Вот это уже теплее. Можно сказать, горячо. У Хайдарова найдутся рычаги, чтобы немного подпортить жизнь, снять очередную программу с эфира… Человек он, по всем отзывам, более чем вменяемый и вполне мог таким способом высказать свое «фи»… Эх, затащить бы его в эфир, схлестнуться перед аудиторией… Не пойдет. А жаль.

Но как понять третий пассаж Брутмана – дикий и ни с чем не сообразный? Стреляли, попали, ранили… Это к чему? Это о чем? Да когда она вообще такое сказала, кажется, год назад, а то и раньше… Просто так сболтнул мясистый недомерок? Ляпнул первое пришедшее на ум? А зачем моргал, аж веко смозолил? Во время слов про мат в эфире обошелся без подмигиваний.
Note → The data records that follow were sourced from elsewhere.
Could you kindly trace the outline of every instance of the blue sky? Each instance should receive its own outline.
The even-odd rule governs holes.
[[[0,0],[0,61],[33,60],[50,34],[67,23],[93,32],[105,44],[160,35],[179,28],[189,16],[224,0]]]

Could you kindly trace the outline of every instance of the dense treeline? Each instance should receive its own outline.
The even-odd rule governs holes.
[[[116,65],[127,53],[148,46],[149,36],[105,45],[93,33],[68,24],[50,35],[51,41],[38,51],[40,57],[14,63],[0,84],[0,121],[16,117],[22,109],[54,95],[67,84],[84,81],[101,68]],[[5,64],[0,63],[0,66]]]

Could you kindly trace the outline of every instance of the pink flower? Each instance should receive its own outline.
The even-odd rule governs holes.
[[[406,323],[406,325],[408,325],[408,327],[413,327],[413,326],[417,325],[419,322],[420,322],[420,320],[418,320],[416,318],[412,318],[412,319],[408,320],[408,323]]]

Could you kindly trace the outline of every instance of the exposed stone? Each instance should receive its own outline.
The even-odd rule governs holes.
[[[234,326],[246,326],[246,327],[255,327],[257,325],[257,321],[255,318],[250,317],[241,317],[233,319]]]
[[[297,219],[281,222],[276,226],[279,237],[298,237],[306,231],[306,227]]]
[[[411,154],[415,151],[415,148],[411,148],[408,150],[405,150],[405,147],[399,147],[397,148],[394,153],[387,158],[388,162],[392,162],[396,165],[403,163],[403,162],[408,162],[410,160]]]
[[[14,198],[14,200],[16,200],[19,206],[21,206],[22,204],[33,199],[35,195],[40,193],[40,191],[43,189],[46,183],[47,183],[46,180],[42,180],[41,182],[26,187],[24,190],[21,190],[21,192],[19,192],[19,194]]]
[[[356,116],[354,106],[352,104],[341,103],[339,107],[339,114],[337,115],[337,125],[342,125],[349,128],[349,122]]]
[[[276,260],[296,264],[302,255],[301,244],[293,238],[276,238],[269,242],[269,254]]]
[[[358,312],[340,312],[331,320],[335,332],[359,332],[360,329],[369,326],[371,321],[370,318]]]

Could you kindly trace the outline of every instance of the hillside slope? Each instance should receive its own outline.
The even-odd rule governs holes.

Что-то эти слова означали, но что? Хайдаров и намек на уголовщину в одну логическую конструкцию не укладываются. Не втискиваются, хоть пополам согни… Не тот человек.

Загадка. Тайна веков, покрытая мраком. Хотя не исключено, что ключ к ней на свернутом в осьмушку листе из блокнота.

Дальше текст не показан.